Our study has several limitations. With respect to questionnaire data, several recent studies suggest PBDE body burden differs by race/ethnicity, country of origin and years living in the U.S. Rose et al. reported that children of foreign-born mothers, 52% of whom were Hispanic, had significantly lower levels of higher brominated PBDE congeners than those whose mothers were born in the U.S. . While we have a predominately Hispanic population, we do not have information on the country of birth (U.S. or foreign born) or the number of years living in the U.S.
In addition to dietary and consumer products, housing characteristics reflecting lifestyle are associated with PBDE exposure. One study found that children living in larger homes had significantly lower levels of PBDE-209; higher maternal education was correlated with larger homes . Dust concentrations of PBDEs within larger homes may be lower since increasing square footage may dilute the PBDE contamination from a household source . In the current study, we do not have information on housing quality or size.
With respect to environmental and biological monitoring data, we do not have environmental data on PBDEs concentrations in house dust or indoor air, nor do we have PBDE levels on the foods consumed by women. Further, we have no assessment of dermal absorption. Biological exposure data may not be directly correlated to source exposure data due to individual metabolism. In addition, we do not have measures of PBDE metabolites. In mice, PBDEs are metabolized in vivo to para- and ortho-hydroxylated metabolites (HO-PBDEs) . It has been suggested that the para-HO-PBDE metabolites are the most abundant and potentially the most toxic metabolites due to hormonal activity . While it is possible to measure para-hydroxylated metabolites in blood collected from pregnant women [29, 70], metabolite biomarkers were not available for this study.
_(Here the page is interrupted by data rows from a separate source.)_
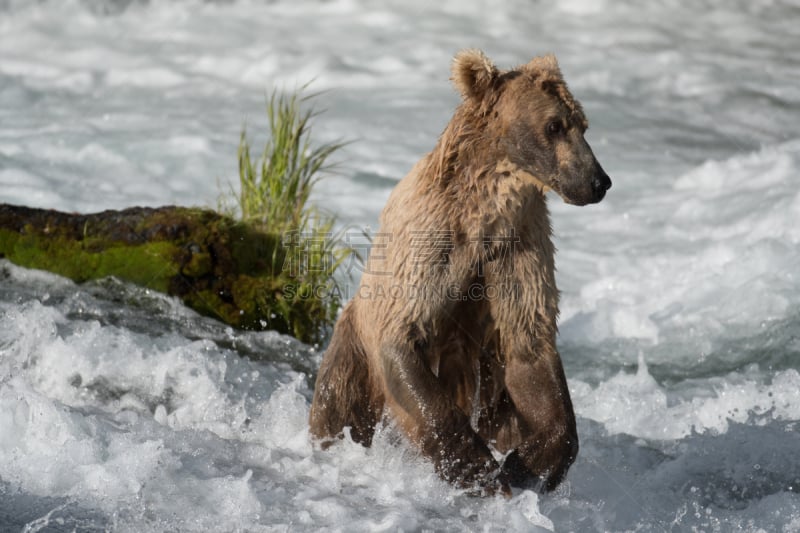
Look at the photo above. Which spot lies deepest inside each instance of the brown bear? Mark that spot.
(452, 333)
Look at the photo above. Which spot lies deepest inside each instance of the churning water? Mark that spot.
(680, 316)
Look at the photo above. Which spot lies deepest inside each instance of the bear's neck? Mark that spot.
(468, 168)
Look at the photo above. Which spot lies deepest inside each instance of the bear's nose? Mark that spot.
(600, 184)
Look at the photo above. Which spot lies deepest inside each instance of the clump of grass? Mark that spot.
(274, 198)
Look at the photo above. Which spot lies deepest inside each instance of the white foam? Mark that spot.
(691, 261)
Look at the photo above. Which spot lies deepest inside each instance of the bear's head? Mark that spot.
(537, 124)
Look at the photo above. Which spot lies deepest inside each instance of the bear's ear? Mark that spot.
(473, 74)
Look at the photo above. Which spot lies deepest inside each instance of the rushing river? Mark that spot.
(680, 317)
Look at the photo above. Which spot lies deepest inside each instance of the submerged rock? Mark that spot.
(218, 266)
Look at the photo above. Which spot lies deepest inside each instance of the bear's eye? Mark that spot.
(555, 127)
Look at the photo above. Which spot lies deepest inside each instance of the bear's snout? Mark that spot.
(600, 184)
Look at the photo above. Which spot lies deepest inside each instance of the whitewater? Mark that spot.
(122, 410)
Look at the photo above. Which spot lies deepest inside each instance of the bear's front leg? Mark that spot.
(549, 439)
(434, 423)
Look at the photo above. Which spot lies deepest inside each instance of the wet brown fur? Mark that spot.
(459, 375)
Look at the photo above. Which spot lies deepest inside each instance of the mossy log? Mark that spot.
(218, 266)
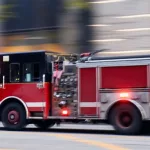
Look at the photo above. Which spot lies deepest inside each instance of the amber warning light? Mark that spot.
(124, 95)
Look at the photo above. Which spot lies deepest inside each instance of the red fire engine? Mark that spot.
(41, 88)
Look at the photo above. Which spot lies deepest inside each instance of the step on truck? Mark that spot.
(44, 88)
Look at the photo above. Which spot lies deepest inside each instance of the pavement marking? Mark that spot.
(90, 142)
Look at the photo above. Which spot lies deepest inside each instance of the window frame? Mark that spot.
(10, 68)
(32, 72)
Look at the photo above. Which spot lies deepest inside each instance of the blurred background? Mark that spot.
(75, 26)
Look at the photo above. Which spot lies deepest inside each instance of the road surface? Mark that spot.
(71, 137)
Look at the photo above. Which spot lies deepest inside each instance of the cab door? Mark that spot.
(88, 92)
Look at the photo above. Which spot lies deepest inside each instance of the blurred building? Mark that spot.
(43, 24)
(122, 26)
(75, 26)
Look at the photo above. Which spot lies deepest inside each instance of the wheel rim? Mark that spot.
(124, 119)
(13, 117)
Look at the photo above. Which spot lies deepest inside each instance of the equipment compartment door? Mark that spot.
(88, 92)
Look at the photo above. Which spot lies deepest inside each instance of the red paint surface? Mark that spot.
(88, 89)
(28, 92)
(88, 85)
(124, 77)
(88, 111)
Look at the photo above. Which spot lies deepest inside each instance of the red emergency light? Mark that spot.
(65, 112)
(85, 54)
(124, 95)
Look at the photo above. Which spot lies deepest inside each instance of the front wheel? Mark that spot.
(13, 116)
(126, 119)
(44, 124)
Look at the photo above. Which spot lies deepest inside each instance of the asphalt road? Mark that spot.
(71, 137)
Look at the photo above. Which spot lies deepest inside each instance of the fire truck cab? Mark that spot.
(41, 88)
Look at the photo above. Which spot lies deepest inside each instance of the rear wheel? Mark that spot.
(13, 116)
(126, 119)
(44, 124)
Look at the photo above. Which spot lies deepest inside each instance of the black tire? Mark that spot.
(126, 119)
(44, 124)
(13, 116)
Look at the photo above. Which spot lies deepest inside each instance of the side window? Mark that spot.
(31, 72)
(36, 72)
(14, 72)
(27, 73)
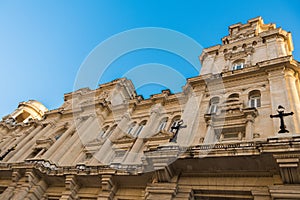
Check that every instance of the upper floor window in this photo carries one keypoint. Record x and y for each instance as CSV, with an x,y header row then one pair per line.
x,y
131,128
254,99
162,124
239,64
103,131
213,105
175,122
140,128
233,97
109,132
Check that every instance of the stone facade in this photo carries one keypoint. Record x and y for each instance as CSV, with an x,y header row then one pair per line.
x,y
110,143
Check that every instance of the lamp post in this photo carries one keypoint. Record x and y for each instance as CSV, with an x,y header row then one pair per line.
x,y
280,115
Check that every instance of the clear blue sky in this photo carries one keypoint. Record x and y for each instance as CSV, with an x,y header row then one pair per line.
x,y
44,43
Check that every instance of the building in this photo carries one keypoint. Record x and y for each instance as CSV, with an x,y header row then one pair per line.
x,y
215,140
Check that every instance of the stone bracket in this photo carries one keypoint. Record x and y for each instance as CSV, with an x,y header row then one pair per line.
x,y
289,167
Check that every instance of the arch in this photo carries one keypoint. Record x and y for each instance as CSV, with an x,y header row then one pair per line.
x,y
131,128
140,127
175,121
254,99
238,64
213,105
59,131
110,131
104,131
162,124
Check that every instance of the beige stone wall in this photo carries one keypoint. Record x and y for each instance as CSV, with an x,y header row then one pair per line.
x,y
89,149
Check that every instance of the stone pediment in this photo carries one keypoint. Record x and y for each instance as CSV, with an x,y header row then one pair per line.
x,y
124,138
44,143
161,135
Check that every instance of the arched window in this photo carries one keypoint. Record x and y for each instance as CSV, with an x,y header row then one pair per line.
x,y
109,132
103,131
238,64
140,128
131,127
213,105
175,122
233,97
162,124
254,99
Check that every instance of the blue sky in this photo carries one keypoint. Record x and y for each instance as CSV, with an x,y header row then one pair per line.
x,y
43,44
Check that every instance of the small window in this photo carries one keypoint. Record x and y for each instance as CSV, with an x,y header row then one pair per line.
x,y
238,64
131,127
213,105
175,122
140,128
103,131
109,132
162,124
233,97
254,99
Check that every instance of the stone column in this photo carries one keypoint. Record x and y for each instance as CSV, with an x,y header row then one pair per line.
x,y
9,192
147,131
108,188
72,188
293,97
23,146
59,142
8,141
249,127
27,149
106,152
72,148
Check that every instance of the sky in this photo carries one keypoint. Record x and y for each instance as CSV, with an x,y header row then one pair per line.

Finally, with respect to questionnaire items querying participants about household items likely to contain PBDEs, we did not ask the age or condition of household items. It is possible that newly purchased items are a greater source of exposure to PBDEs due to increased off gassing. Alternatively, it is possible that older items may be a greater source of exposure due to breakdown of the construction materials. Our questionnaire items querying housing characteristics did not include information on number of bedrooms, square footage, or proxies for air exchange and ventilation. As air exchange rates and size of home may affect PBDE concentrations in the home , we are unable to assess this.